Una de las tesis más relevantes del libro es que la civilización es, en esencia, represión: un conjunto de hábitos adquiridos, normas morales y lazos sociales que frenan los instintos primarios y hacen posible la convivencia. El proceso prerrevolucionario comienza, precisamente, por erosionar esos frenos: se cambia el lenguaje, se ridiculizan las costumbres, se cuestionan la familia, la propiedad y la religión como si fueran prejuicios burgueses.

La revolución en Occidente

La destrucción alcanza también al patrimonio estético: lo que tanto tiempo costó construir, como las catedrales, los monumentos o las obras de arte, puede ser arrasado en horas por la masa revolucionaria. Lo que Sorokin describe, además, para la Rusia de 1917 tiene un eco inquietante en muchos de los debates que protagonizan el espacio público occidental hoy.

Porque esa es quizás la idea más perturbadora que emerge, Occidente podría estar viviendo su propia revolución, solo que a cámara lenta. Sin guillotinas ni fusilamientos, pero con los mismos mecanismos de destrucción del tejido social, la misma inversión de valores, la misma tendencia a señalar colectivos enteros como culpables sin atender a la conducta individual. Lo que en Rusia ocurrió en dos años, aquí lleva medio siglo desarrollándose.
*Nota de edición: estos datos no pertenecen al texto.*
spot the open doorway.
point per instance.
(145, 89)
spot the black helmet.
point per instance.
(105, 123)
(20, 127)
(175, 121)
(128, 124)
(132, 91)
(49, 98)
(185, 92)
Y precisamente por eso resulta más difícil de ver y más complicado de revertir.

Sorokin también identifica con precisión los perfiles que medran en ese caos. Tres tipos de líderes prosperan en las revoluciones: los sociópatas, que dominan la fase más violenta por su ausencia total de empatía; los militares profesionales, que imponen orden en la reacción; y los cínicos, los supervivientes al estilo de Fouché, capaces de adaptarse a cualquier circunstancia sin escrúpulos ni convicciones. La revolución borra la responsabilidad individual en un doble sentido perverso: el que actúa mal queda absuelto por sus circunstancias, mientras que el inocente puede ser condenado simplemente por pertenecer al colectivo equivocado.

Sorokin, fundador del Departamento de Sociología de Harvard y autor hoy injustamente olvidado, ofrece en La sociología de las revoluciones una herramienta intelectual de primer orden para entender tanto el pasado como el presente. Un clásico que mantiene una gran vigencia.